A 12GB RTX 3060 can run Gemma 4 31B, but not at full quality and not entirely in VRAM. Practical setups use a q3 or q4_K_M quant with partial CPU offload, landing in the single-digit-to-low-teens tokens/second range. For interactive chat that feels closer to a hosted endpoint, plan to step up to a 24GB card. For batch, weekend tinkering, and fine-tune evaluation, the 3060 12GB still pulls its weight — especially given how cheap and quiet the Zotac and MSI variants run.

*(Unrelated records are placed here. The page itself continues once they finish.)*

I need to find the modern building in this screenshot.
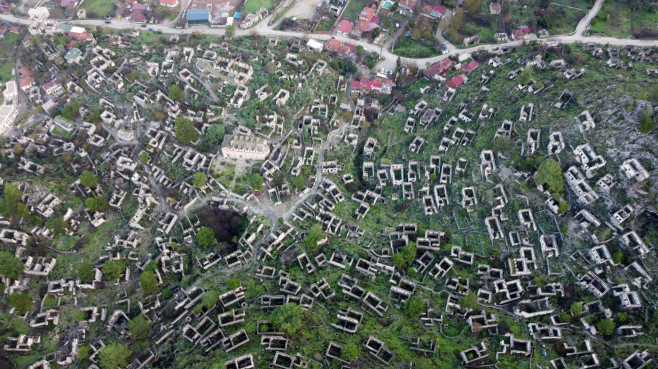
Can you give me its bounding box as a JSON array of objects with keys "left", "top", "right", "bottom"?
[
  {"left": 185, "top": 8, "right": 210, "bottom": 24},
  {"left": 222, "top": 135, "right": 270, "bottom": 160}
]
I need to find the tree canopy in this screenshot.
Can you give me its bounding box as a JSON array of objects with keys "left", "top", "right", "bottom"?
[
  {"left": 393, "top": 242, "right": 416, "bottom": 269},
  {"left": 174, "top": 115, "right": 199, "bottom": 144},
  {"left": 99, "top": 342, "right": 132, "bottom": 369},
  {"left": 103, "top": 260, "right": 126, "bottom": 282},
  {"left": 0, "top": 251, "right": 25, "bottom": 279},
  {"left": 85, "top": 195, "right": 109, "bottom": 212},
  {"left": 168, "top": 85, "right": 183, "bottom": 101},
  {"left": 596, "top": 319, "right": 616, "bottom": 336},
  {"left": 9, "top": 291, "right": 32, "bottom": 315},
  {"left": 204, "top": 124, "right": 226, "bottom": 144},
  {"left": 404, "top": 295, "right": 427, "bottom": 318},
  {"left": 78, "top": 261, "right": 96, "bottom": 283},
  {"left": 196, "top": 227, "right": 217, "bottom": 247},
  {"left": 44, "top": 216, "right": 69, "bottom": 237},
  {"left": 139, "top": 270, "right": 158, "bottom": 295},
  {"left": 0, "top": 183, "right": 30, "bottom": 219},
  {"left": 128, "top": 315, "right": 153, "bottom": 341},
  {"left": 535, "top": 158, "right": 564, "bottom": 193},
  {"left": 80, "top": 170, "right": 98, "bottom": 188},
  {"left": 270, "top": 303, "right": 304, "bottom": 334},
  {"left": 192, "top": 172, "right": 208, "bottom": 188},
  {"left": 304, "top": 223, "right": 324, "bottom": 251}
]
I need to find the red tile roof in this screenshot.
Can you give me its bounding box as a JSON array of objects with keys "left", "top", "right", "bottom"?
[
  {"left": 446, "top": 76, "right": 464, "bottom": 88},
  {"left": 336, "top": 19, "right": 354, "bottom": 34}
]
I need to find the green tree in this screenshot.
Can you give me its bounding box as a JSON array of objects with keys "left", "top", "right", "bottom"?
[
  {"left": 404, "top": 295, "right": 427, "bottom": 318},
  {"left": 103, "top": 260, "right": 126, "bottom": 282},
  {"left": 638, "top": 116, "right": 654, "bottom": 133},
  {"left": 128, "top": 315, "right": 153, "bottom": 341},
  {"left": 0, "top": 183, "right": 30, "bottom": 219},
  {"left": 270, "top": 303, "right": 304, "bottom": 334},
  {"left": 174, "top": 115, "right": 199, "bottom": 144},
  {"left": 77, "top": 346, "right": 91, "bottom": 360},
  {"left": 168, "top": 85, "right": 183, "bottom": 101},
  {"left": 535, "top": 158, "right": 564, "bottom": 194},
  {"left": 80, "top": 170, "right": 98, "bottom": 188},
  {"left": 78, "top": 261, "right": 96, "bottom": 283},
  {"left": 9, "top": 291, "right": 32, "bottom": 315},
  {"left": 226, "top": 24, "right": 235, "bottom": 37},
  {"left": 493, "top": 135, "right": 511, "bottom": 153},
  {"left": 0, "top": 251, "right": 25, "bottom": 279},
  {"left": 77, "top": 346, "right": 91, "bottom": 360},
  {"left": 196, "top": 227, "right": 217, "bottom": 247},
  {"left": 304, "top": 223, "right": 324, "bottom": 251},
  {"left": 459, "top": 291, "right": 478, "bottom": 310},
  {"left": 45, "top": 216, "right": 69, "bottom": 237},
  {"left": 139, "top": 270, "right": 158, "bottom": 295},
  {"left": 192, "top": 172, "right": 208, "bottom": 188},
  {"left": 558, "top": 199, "right": 569, "bottom": 215},
  {"left": 519, "top": 65, "right": 533, "bottom": 86},
  {"left": 340, "top": 342, "right": 358, "bottom": 363},
  {"left": 249, "top": 173, "right": 265, "bottom": 191},
  {"left": 204, "top": 124, "right": 226, "bottom": 144},
  {"left": 596, "top": 319, "right": 616, "bottom": 336},
  {"left": 393, "top": 242, "right": 417, "bottom": 269},
  {"left": 569, "top": 302, "right": 583, "bottom": 317},
  {"left": 99, "top": 342, "right": 132, "bottom": 369},
  {"left": 85, "top": 195, "right": 110, "bottom": 212},
  {"left": 201, "top": 290, "right": 219, "bottom": 310}
]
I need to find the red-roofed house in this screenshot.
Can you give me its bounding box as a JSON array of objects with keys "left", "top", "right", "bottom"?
[
  {"left": 68, "top": 32, "right": 94, "bottom": 42},
  {"left": 359, "top": 7, "right": 375, "bottom": 22},
  {"left": 336, "top": 19, "right": 354, "bottom": 36},
  {"left": 130, "top": 9, "right": 146, "bottom": 23},
  {"left": 398, "top": 0, "right": 417, "bottom": 13},
  {"left": 446, "top": 76, "right": 464, "bottom": 88},
  {"left": 41, "top": 79, "right": 63, "bottom": 96},
  {"left": 160, "top": 0, "right": 178, "bottom": 8},
  {"left": 423, "top": 58, "right": 455, "bottom": 80},
  {"left": 464, "top": 60, "right": 480, "bottom": 73},
  {"left": 512, "top": 26, "right": 530, "bottom": 40}
]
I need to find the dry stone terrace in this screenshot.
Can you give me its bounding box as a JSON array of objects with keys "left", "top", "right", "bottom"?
[{"left": 0, "top": 15, "right": 658, "bottom": 369}]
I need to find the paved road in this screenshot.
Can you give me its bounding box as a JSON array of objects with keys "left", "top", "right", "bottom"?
[{"left": 0, "top": 0, "right": 658, "bottom": 69}]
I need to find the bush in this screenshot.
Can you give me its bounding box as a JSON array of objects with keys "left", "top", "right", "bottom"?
[
  {"left": 196, "top": 227, "right": 217, "bottom": 247},
  {"left": 128, "top": 315, "right": 153, "bottom": 341},
  {"left": 9, "top": 292, "right": 32, "bottom": 315},
  {"left": 98, "top": 342, "right": 132, "bottom": 369},
  {"left": 404, "top": 295, "right": 427, "bottom": 318}
]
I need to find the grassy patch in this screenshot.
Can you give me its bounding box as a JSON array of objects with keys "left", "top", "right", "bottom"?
[
  {"left": 393, "top": 36, "right": 438, "bottom": 58},
  {"left": 341, "top": 0, "right": 367, "bottom": 23},
  {"left": 80, "top": 0, "right": 114, "bottom": 17},
  {"left": 242, "top": 0, "right": 274, "bottom": 13}
]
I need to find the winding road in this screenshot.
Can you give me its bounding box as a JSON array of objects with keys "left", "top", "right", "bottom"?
[{"left": 0, "top": 0, "right": 658, "bottom": 69}]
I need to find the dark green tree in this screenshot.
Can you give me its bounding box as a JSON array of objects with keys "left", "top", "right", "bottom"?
[
  {"left": 99, "top": 342, "right": 132, "bottom": 369},
  {"left": 0, "top": 251, "right": 25, "bottom": 279},
  {"left": 128, "top": 315, "right": 153, "bottom": 341},
  {"left": 596, "top": 319, "right": 616, "bottom": 336},
  {"left": 535, "top": 158, "right": 564, "bottom": 194},
  {"left": 196, "top": 227, "right": 217, "bottom": 247},
  {"left": 139, "top": 270, "right": 158, "bottom": 295},
  {"left": 174, "top": 115, "right": 199, "bottom": 144},
  {"left": 404, "top": 295, "right": 427, "bottom": 318},
  {"left": 103, "top": 260, "right": 126, "bottom": 282},
  {"left": 85, "top": 195, "right": 110, "bottom": 212},
  {"left": 204, "top": 124, "right": 226, "bottom": 144},
  {"left": 80, "top": 170, "right": 98, "bottom": 188},
  {"left": 169, "top": 85, "right": 183, "bottom": 101},
  {"left": 78, "top": 261, "right": 96, "bottom": 283},
  {"left": 270, "top": 303, "right": 304, "bottom": 334},
  {"left": 9, "top": 291, "right": 32, "bottom": 315}
]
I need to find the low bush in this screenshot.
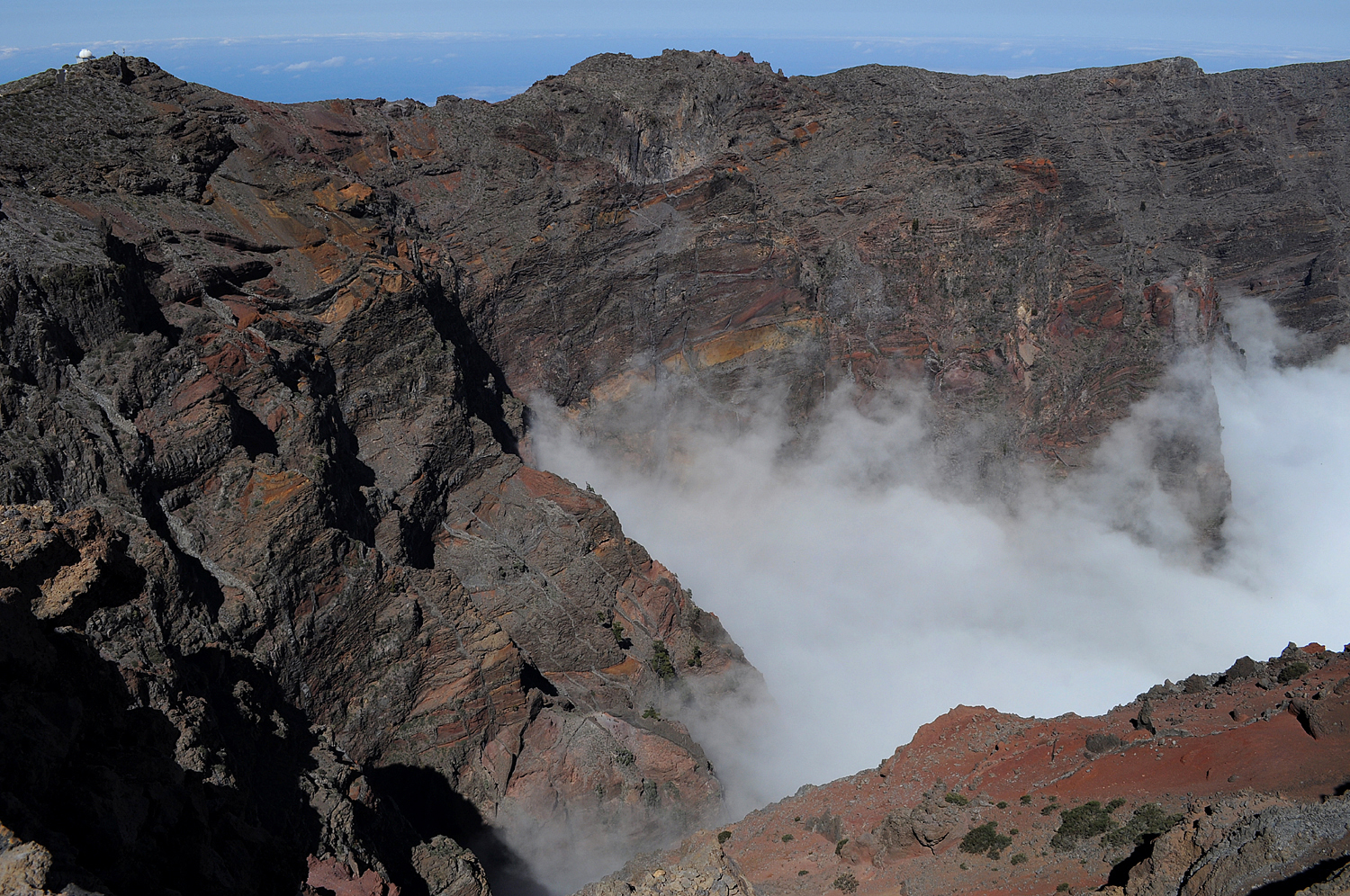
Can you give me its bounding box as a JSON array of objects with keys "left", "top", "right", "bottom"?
[
  {"left": 1102, "top": 803, "right": 1182, "bottom": 849},
  {"left": 652, "top": 641, "right": 675, "bottom": 679},
  {"left": 1279, "top": 660, "right": 1310, "bottom": 685},
  {"left": 958, "top": 822, "right": 1012, "bottom": 858},
  {"left": 1050, "top": 801, "right": 1123, "bottom": 853}
]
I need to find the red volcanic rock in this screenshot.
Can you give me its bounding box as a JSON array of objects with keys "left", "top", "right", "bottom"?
[
  {"left": 605, "top": 645, "right": 1350, "bottom": 896},
  {"left": 0, "top": 51, "right": 1350, "bottom": 892},
  {"left": 309, "top": 856, "right": 400, "bottom": 896}
]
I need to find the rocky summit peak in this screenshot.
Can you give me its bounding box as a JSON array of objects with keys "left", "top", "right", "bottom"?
[{"left": 0, "top": 45, "right": 1350, "bottom": 896}]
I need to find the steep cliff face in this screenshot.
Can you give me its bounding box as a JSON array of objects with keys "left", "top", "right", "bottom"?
[
  {"left": 0, "top": 53, "right": 1350, "bottom": 892},
  {"left": 0, "top": 58, "right": 758, "bottom": 892},
  {"left": 583, "top": 645, "right": 1350, "bottom": 896}
]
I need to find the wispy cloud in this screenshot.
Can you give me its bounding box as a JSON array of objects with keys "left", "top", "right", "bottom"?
[{"left": 286, "top": 57, "right": 347, "bottom": 72}]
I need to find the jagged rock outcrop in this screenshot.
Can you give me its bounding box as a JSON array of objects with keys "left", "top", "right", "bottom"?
[
  {"left": 608, "top": 645, "right": 1350, "bottom": 896},
  {"left": 0, "top": 53, "right": 1350, "bottom": 892},
  {"left": 0, "top": 58, "right": 758, "bottom": 892}
]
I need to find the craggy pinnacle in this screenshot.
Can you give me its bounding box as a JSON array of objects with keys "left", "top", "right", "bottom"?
[
  {"left": 0, "top": 58, "right": 759, "bottom": 892},
  {"left": 0, "top": 51, "right": 1350, "bottom": 892}
]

Why the 12GB tier is suddenly the question on r/LocalLLaMA

The G4-Meromero-31B and Ortenzya Gemma 4 31B finetunes have spent the last week trending hard on r/LocalLLaMA. Both are uncensored, instruction-tuned variants of Google DeepMind's Gemma 4 31B base model, and both come in at roughly the same parameter count and architecture as stock Gemma 4 31B. That makes the VRAM math identical: 31B parameters at full BF16 weight is ~62GB, at q8 it is ~33GB, at q4_K_M it is ~18-20GB, and at q3_K_M it is ~14-15GB. The first reply under every release thread is the same: "Will this fit on a 3060?"

It is a fair question. The RTX 3060 12GB is the most-installed mid-range Ampere card in the Steam Hardware Survey, the Zotac Twin Edge and MSI Ventus 2X variants sit on Amazon at $440-$510, and the 12GB VRAM was originally chosen by NVIDIA so 1440p textures would not run out of room. For 2026's wave of 27B-32B open-weight models — Gemma 4 31B, Mistral Heretic 32B, Qwen2.5 32B — that same 12GB now means "biggest local model that fits, after compression." The article you are reading exists because the 3060 is the floor under which CPU-only is the only path; above 12GB you choose a 16GB RTX 4060 Ti, a used 24GB RTX 3090, or stop pretending you are running these models locally.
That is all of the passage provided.